About 600,000 people work in the health and medical insurance industry in the United States, according to market research firm IBIS World. Under Medicare-for-All, these people and many others would likely lose their jobs, since private insurance would be abolished.
Sen. Elizabeth Warren (D-MA), who recently released her dubious plan to fund Medicare-for-All, was recently asked what would happen to the hundreds of thousands of people who would lose their jobs under her single-payer health care plan.
“No one gets left behind,” Warren responded. “Some of the people currently working in health insurance will work in other parts of insurance. In life insurance, in auto insurance, in car insurance. Some will work for Medicaid.”
“And there is a five-year transition support for everyone,” she continued. “Because, what this is about is how we strengthen America’s middle class and how we make sure, in transitions, no one gets left behind. It’s right there in the plan and it’s fully paid for.”
Q: Where do those who work in health insurance go when private insurance is eliminated?
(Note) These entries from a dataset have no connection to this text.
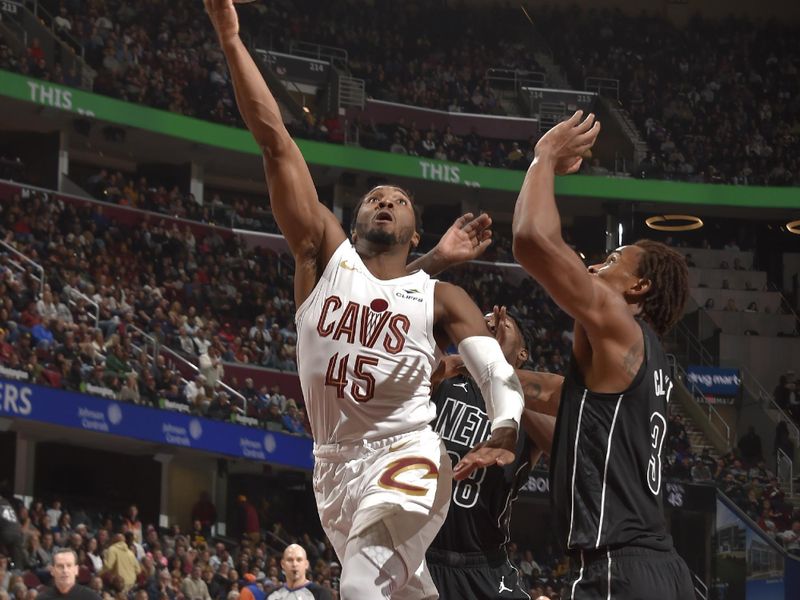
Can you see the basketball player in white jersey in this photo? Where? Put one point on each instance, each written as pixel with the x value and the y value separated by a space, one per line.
pixel 368 332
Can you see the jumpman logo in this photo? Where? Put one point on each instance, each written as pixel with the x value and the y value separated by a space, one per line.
pixel 503 587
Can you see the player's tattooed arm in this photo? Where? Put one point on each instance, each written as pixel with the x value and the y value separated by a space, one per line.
pixel 450 366
pixel 466 239
pixel 539 428
pixel 542 391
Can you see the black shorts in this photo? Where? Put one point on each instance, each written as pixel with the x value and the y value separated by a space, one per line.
pixel 475 576
pixel 629 573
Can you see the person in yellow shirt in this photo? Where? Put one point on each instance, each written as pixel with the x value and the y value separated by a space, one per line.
pixel 120 560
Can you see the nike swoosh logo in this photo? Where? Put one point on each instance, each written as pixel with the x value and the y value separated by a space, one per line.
pixel 398 445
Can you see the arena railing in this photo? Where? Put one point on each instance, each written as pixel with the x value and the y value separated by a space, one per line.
pixel 188 366
pixel 29 261
pixel 337 56
pixel 751 385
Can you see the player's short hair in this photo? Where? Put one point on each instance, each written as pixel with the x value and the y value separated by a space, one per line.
pixel 669 284
pixel 514 315
pixel 406 193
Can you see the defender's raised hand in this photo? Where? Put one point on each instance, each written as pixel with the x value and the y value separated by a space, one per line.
pixel 497 450
pixel 569 142
pixel 224 19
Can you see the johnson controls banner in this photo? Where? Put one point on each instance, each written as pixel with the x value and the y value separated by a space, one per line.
pixel 19 400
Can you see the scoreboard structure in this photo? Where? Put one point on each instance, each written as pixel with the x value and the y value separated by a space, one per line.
pixel 551 106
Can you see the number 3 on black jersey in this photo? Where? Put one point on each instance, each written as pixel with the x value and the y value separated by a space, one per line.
pixel 466 491
pixel 658 429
Sen. Warren: “No one gets left behind. Some of the people currently working in health insurance will work in other parts of insurance. In life insurance, in auto insurance, in car insurance.” pic.twitter.com/KGJ4Eg9VKR
— The Hill (@thehill) November 2, 2019
This sounds an awful lot like Warren is claiming ‘If you like your job, you can keep your job.” It also sounds like the much criticized “learn to code,” a skill journalists suggested displaced coal workers learn but then claimed the phrase was harmful when suggested back to them.
It is not so easy, even with the five-year transition plan to move one entire industry (health insurance) into another (car or life insurance). There are not 600,000-plus job openings in the other insurance industries to accommodate those people, and that’s not even factoring in where the jobs might be if they were available. We’re talking about thousands upon thousands of people potentially needing to move in order to transition into another type of insurance. That’s a ton of people whose lives will be uprooted due to Warren’s plan.
Luckily, the probability of Warren actually getting her Medicare-for-All plan passed is close to zero. She has claimed that her plan won’t raise taxes on the middle class, which is impossible and something her rival, Sen. Bernie Sanders (I-VT) has admitted would be necessary. Warren’s plan to fund her single-payer proposal hinges in part on immigration reform, something Presidents Donald Trump Barack Obama, and George W. Bush could not achieve.
Her funding plan would also end up costing the middle class, as the numerous taxes she plans to place on employers would inevitably be passed on to employees.
Warren also relies on phantom funding to raise $2.3 trillion toward paying the $52 trillion price tag on Medicare-for-All. She claims she can raise $2.3 trillion from better IRS enforcement, yet the Congressional Budget Office has previously stated improved enforcement would only bring in a net $35 billion.
Warren had admitted previously that her health care plan could cost upwards of 2 million jobs, but dismissed those losses by discussing health care costs.
“I think this is part of the cost issue and should be part of a cost plan,” she said at a recent forum in New Hampshire. “Although I do recognize on this what we’re talking about, and that is in effect how much of our health care dollars have not gone to health care, how many of those dollars have been pulled out in other directions.”